The CD-Rom covers the whole of HIV/AIDS from testing through opportunistic disease to the psychosocial and community impact of the unfolding epidemic. The well crafted material is grouped into 11 tutorials with 50-odd pages each, broken up with well designed interactive quizzes to aid factual recall, such as matching HIV prevalence to world region by dragging numbers across a map. In the best educational fashion, wrong answers are met with a gentle reminder of the right answer and an offer to review the section again. A glossary is just a click away should a word be unclear, and a full reference list is hidden on each page for those wanting to explore more. A separate section allows incredibly flexible searching of a rich international collection of over 700 images by keyword or text. These can then be viewed as thumbnails for rapid review, tagged for later printing, or saved in a personalised teaching set.

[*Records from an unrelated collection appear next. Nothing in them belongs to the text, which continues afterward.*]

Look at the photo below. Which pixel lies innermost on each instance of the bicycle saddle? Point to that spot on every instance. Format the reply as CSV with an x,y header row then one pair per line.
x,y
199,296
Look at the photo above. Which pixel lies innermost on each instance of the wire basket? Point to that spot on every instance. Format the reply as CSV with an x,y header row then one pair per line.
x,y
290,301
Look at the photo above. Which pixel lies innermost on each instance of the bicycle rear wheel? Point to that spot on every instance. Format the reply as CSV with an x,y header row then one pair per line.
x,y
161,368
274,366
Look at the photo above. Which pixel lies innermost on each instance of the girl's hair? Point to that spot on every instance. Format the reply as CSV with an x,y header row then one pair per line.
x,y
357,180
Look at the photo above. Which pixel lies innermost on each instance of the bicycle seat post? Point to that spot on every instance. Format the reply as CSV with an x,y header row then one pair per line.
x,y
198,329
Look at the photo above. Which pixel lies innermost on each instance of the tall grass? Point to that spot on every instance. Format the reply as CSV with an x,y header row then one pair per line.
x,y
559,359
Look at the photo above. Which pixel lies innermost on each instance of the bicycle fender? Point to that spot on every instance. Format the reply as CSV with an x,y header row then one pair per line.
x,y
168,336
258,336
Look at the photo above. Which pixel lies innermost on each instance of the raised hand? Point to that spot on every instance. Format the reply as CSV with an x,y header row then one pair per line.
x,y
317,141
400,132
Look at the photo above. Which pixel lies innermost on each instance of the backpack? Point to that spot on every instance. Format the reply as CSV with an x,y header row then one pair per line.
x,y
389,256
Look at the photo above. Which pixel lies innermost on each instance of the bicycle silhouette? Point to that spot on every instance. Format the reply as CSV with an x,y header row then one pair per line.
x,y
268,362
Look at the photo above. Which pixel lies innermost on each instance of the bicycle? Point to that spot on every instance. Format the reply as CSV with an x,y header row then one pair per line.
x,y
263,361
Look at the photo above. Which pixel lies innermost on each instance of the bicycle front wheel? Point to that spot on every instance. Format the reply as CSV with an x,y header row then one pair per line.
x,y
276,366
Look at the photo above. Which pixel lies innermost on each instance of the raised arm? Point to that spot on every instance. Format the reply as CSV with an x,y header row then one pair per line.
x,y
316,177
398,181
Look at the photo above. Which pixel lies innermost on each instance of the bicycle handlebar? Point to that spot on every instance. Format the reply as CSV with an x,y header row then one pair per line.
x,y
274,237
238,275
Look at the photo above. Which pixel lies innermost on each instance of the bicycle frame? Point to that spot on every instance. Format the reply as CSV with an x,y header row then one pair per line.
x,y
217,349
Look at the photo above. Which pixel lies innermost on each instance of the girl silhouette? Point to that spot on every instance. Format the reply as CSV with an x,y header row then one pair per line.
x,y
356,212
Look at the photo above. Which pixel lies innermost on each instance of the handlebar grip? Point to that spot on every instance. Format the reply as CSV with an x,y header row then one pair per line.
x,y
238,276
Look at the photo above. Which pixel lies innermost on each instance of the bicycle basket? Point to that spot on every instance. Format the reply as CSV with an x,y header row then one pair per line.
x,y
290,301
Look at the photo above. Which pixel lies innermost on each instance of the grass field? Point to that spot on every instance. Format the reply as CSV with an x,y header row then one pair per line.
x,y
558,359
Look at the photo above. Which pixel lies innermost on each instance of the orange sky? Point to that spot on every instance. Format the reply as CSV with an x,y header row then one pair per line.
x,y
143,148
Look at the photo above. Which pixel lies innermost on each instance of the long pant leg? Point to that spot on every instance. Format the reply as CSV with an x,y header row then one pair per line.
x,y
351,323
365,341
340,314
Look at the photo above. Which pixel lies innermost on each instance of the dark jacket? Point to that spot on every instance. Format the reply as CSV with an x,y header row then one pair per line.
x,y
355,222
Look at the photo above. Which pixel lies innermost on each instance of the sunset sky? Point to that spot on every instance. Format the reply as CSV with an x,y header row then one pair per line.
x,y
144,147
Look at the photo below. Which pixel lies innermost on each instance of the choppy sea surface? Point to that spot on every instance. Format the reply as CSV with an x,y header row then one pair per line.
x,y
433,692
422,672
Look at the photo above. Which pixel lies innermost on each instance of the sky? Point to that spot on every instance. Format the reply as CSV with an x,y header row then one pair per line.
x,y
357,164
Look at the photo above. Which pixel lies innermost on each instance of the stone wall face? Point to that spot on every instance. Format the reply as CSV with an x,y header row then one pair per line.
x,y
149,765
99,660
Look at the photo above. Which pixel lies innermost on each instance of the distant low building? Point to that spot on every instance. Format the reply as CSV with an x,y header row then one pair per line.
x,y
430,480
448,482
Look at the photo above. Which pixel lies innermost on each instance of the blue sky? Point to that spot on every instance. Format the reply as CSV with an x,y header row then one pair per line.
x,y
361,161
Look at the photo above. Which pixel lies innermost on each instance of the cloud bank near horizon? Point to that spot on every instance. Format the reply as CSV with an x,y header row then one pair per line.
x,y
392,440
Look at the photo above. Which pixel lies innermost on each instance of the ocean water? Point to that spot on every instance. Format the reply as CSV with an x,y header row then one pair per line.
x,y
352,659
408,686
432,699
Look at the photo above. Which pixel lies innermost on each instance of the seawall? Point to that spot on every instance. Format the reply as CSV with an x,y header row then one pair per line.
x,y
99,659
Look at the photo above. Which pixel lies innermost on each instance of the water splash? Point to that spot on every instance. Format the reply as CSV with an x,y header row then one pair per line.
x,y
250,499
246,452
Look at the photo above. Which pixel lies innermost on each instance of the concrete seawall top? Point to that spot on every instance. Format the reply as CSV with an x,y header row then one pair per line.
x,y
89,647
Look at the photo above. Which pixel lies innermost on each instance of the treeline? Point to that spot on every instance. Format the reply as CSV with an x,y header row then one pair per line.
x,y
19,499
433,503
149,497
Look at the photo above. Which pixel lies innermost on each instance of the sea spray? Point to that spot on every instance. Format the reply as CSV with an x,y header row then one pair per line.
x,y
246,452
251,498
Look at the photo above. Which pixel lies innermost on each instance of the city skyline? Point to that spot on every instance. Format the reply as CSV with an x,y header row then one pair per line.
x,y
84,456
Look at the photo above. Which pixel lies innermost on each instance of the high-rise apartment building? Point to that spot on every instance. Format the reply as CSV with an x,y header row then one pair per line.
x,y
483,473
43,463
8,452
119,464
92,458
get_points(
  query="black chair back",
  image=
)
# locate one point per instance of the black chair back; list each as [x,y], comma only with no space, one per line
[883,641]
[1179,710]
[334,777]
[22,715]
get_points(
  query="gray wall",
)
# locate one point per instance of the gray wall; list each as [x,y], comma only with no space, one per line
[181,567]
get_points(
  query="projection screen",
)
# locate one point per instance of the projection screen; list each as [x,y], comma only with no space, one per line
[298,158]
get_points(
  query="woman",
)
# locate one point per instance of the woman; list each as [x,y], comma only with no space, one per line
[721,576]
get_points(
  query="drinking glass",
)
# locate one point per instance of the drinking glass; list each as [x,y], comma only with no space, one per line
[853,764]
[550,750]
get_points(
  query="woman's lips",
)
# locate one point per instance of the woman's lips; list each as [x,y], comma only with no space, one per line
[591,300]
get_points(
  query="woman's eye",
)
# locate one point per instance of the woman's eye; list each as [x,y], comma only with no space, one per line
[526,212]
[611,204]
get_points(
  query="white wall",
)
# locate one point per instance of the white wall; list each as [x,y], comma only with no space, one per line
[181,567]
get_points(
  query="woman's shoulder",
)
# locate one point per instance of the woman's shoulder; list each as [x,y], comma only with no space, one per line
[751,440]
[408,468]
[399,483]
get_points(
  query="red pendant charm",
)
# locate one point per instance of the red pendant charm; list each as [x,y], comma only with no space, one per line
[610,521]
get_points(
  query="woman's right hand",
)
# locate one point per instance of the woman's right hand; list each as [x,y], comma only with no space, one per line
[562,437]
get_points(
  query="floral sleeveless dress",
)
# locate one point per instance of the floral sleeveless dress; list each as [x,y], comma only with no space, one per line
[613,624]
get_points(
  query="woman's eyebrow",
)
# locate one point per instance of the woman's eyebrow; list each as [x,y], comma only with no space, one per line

Sneaking the illustrations onto my own 35 mm slides proved beyond my hacking ability, but I wanted to shows just how good the pictures are.
Improvements for the next edition might include integrating the references with Medline abstracts (for example, offering searches for other works on the subject of interest or finding works which cite the article in question), and including more video material such as interviews with key players in the field
On a deeper level, such an international approach to teaching HIV/AIDS fits well with the emphasis of the recent international AIDS conference on the whole HIV epidemic, not just the treatment options open to those affected by HIV in resource-rich countries. The sections on treatment reflecting mainly resource-rich practices sit uneasily with the pictures of AIDS orphans and underfunded African hospitals. That this CD-Rom left me feeling uncomfortable about the structural inequity of the world is testament to the vision of its creators.